Book Description: The Street of Good Fortune is the compelling memoir of Iranian-Canadian Maryam Manteghi who goes to Bosnia in the early 2000s to follow in the footsteps of her then heroine, Christiane Amanpour. When she is diagnosed with breast-cancer at the age of just 34 her world spins out of control, propelling her to a new life, a new city and even a new heroine; the stylish and sexy Kyle Minogue. Humorous, witty and light-hearted, this memoir is more than a cancer-diary. It's the story of the little triumphs that make up a woman's journey from strength to strength.

EXCERPT

My grandmother was one of Tehran’s rare female drivers in the 1950s. Because her husband was epileptic, she was the only person in the family who drove, a skill she carried over to Canada, taking me to ballet lessons and picking me up from school. I was not thrilled when my mother put her in charge of transportation. My mother was notoriously late in picking me up, but my grandmother was always on time and often early, which meant that she would park the car, march into the ballet school full of long-legged girls in pink tights and blonde buns stretching before class, and yell out my name into the tiny building. Mortified, I would attempt to control the upward movement of my plié and the corresponding arm position as my name was bellowed across the chinking of the piano. Despite the untold number of embarrassing incidents that ensued when my grandmother arrived early, to school, to ballet, or in front of the train station to pick me up, I always knew that she was an extraordinary woman.
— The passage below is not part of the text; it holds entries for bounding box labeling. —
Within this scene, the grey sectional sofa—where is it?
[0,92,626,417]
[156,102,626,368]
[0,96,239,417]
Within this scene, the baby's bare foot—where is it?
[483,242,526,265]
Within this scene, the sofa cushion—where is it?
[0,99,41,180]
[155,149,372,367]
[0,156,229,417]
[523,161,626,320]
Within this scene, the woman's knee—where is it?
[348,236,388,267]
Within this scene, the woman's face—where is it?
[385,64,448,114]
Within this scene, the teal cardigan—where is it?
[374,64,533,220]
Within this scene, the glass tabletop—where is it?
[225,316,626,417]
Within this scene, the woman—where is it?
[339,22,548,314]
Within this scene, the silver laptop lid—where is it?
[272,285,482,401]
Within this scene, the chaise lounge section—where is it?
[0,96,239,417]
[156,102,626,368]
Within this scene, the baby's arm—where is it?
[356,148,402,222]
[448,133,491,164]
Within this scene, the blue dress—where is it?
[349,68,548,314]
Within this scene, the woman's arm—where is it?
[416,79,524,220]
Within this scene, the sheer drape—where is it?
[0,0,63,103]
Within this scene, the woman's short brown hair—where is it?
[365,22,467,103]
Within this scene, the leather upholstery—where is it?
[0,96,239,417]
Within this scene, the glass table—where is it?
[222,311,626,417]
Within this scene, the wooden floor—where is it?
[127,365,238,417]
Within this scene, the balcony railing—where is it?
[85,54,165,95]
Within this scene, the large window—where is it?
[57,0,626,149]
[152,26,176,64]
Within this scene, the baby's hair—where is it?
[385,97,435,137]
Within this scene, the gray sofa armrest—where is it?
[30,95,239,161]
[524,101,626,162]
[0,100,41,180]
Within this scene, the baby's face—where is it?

Not just because we adored each other and fought over the remote control, me vying for Oprah while she was on team The Price is Right. Not because I was her official interpreter for The Young and the Restless, our favourite soap opera, a post I held from the age of 12, during which I learned to translate scandalous phrases like “Nikki, I want to make love to you” into Farsi’s “Mesle eenke mikhad ba Nikki karhaye bad bokone,” giggling with delight as she and I exchanged knowing looks under the disapproving eye of my mother. Not for any of those reasons, but because she taught me to be myself, to be fearless, and to love without restraint.